Shariatpur Agriculture University
- Former names: Sheikh Hasina Agricultural University, Bangabandhu Sheikh Mujib Agricultural University
- Type: Public
- Affiliation: Government of Bangladesh
- Location: Shariatpur, Bangladesh 24°02′11″N 90°23′47″E﻿ / ﻿24.0363°N 90.3964°E

= Shariatpur Agriculture University =

Public university in Bangladesh

Shariatpur Agriculture University is a public university under the auspices of the government of Bangladesh. On 6 October 2021, the government of Bangladesh approved the establishment of this university.

== Establishment ==
On June 10, 2021, former deputy water resources minister AKM Enamul Haque Shamim, Iqbal Hossain Apu and Nahim Razzak, three former parliamentarians from Shariatpur together gave a semi-official letter to the education minister.

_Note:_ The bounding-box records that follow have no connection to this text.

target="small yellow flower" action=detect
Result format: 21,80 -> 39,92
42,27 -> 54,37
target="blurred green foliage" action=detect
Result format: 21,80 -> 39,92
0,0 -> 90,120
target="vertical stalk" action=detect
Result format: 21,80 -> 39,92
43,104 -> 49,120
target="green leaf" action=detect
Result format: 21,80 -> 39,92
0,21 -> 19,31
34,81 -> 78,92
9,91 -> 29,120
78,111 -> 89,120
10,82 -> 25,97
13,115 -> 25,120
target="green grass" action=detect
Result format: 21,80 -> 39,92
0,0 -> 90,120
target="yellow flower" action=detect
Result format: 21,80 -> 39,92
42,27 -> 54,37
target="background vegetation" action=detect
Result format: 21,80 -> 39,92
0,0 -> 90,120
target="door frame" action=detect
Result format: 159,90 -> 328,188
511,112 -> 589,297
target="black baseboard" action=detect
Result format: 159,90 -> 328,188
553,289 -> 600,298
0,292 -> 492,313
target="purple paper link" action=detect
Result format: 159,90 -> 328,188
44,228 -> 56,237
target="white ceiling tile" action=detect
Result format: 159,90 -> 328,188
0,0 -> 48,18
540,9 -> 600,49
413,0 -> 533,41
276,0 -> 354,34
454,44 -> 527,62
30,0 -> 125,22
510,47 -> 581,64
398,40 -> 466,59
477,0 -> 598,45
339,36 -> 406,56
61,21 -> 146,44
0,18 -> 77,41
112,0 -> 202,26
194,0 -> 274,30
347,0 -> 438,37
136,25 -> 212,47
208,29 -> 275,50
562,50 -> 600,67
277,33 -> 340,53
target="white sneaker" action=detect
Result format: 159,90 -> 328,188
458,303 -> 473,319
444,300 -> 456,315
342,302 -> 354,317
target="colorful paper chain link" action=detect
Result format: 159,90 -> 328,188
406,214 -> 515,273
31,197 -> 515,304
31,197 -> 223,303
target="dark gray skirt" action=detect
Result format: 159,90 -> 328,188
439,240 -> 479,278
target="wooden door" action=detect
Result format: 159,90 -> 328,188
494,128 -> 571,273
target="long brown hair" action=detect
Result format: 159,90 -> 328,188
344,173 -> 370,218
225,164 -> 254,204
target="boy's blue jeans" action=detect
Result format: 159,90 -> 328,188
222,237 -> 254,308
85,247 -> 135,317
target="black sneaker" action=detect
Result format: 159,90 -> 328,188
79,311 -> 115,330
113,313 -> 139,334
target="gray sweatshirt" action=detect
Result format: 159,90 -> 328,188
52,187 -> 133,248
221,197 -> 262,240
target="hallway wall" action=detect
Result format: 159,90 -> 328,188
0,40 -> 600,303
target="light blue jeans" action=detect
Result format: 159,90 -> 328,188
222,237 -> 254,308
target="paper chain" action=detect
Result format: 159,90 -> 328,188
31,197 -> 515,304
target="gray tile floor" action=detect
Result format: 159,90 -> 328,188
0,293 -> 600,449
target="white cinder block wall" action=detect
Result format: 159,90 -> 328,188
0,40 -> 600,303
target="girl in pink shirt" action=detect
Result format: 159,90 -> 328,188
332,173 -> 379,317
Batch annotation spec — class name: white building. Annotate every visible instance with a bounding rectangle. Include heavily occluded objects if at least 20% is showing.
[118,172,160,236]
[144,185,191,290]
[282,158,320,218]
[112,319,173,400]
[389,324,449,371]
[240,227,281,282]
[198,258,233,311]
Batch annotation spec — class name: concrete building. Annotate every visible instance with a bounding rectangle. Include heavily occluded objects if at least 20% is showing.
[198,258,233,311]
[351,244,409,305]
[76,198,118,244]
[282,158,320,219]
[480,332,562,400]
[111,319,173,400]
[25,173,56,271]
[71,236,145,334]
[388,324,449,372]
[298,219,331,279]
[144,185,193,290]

On January 9, 2022, the cabinet gave in-principle approval to the draft of the Sheikh Hasina Agricultural University Act, 2022. Plans were taken up to establish the university at Shariatpur. The prime minister approved the project on October 6, 2020.

On 12 June 2023, the cabinet gave final approval to change the name of Sheikh Hasina Agricultural University to Bangabandhu Sheikh Mujib Agricultural University. After the fall of the Sheikh Hasina led Awami League government, Bangabandhu Sheikh Mujib Agricultural University was renamed to Shariatpur Agriculture University.